平成593日目

平成2年8月23日(木)

1990/08/23

【中山太郎外相】トルコ・ボゼル外相と会談

トルコ訪問中の中山外相は23日午前11時10分(日本時間同日午後4時10分)すぎから、トルコ外務省でボゼル外相と約1時間20分会談し、中東情勢、二国間問題で意見交換した。

この中で両外相はイラクのクウェート侵攻・併合について「許されざる行為」との認識で一致。ボゼル外相は今後の見通しについて「イラクに残された外国人人質問題が最大の問題になる。米国の出方を注目している」と述べ、人質問題に強い懸念を表明した。

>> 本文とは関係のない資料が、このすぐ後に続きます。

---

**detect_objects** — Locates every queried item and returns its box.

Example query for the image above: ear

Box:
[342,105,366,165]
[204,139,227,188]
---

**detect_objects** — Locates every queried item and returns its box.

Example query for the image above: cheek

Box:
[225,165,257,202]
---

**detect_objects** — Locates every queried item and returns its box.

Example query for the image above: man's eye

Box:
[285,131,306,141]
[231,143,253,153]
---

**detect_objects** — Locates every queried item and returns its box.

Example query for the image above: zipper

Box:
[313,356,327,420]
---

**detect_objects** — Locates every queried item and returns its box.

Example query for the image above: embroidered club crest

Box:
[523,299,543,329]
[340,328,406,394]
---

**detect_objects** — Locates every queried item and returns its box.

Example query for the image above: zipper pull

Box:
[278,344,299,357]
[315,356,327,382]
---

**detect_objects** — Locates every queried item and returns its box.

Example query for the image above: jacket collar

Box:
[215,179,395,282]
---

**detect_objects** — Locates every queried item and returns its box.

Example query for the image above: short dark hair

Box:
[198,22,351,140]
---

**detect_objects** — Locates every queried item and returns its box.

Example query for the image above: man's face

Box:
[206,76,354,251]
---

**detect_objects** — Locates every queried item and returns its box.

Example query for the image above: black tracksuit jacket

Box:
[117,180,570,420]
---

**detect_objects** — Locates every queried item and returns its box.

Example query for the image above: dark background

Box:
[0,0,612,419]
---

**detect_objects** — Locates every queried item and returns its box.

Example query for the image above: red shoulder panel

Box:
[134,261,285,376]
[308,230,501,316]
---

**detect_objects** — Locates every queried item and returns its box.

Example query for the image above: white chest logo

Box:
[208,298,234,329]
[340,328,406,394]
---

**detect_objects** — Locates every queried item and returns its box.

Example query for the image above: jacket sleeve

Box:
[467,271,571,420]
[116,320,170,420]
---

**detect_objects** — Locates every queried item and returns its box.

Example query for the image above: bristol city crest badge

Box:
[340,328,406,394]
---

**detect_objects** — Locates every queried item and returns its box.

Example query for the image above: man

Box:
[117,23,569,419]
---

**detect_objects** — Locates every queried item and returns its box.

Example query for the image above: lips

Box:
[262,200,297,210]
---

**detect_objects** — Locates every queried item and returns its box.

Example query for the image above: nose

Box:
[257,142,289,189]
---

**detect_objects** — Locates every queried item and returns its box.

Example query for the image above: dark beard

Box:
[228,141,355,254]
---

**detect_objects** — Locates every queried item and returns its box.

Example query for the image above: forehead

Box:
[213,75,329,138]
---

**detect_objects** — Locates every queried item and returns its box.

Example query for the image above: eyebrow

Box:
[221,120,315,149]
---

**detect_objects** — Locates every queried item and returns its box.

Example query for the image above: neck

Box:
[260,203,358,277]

その上で、ボゼル外相は「仮に日本人がトルコに脱出してくることがあれば全面的に協力したい」と述べた。トルコは1979年のイラン革命の際もイランからの日本人脱出にトルコ航空機を提供しており、中山外相は「心温まる申し出に感謝したい」と述べた。

ボゼル外相はイラクの侵攻以降①トルコ領内のイラク石油パイプラインの閉鎖②イラクへの陸上輸送の停止③イラクとの国境付近での米軍の駐留を認める軍事面での協力―など厳しい制裁を実施していることを説明。さらに、この厳しい対応に踏み切った理由について「この地域でサダム・フセイン(イラク大統領)体制とは共存することは困難と判断した」とフセイン大統領の行動を強く非難した。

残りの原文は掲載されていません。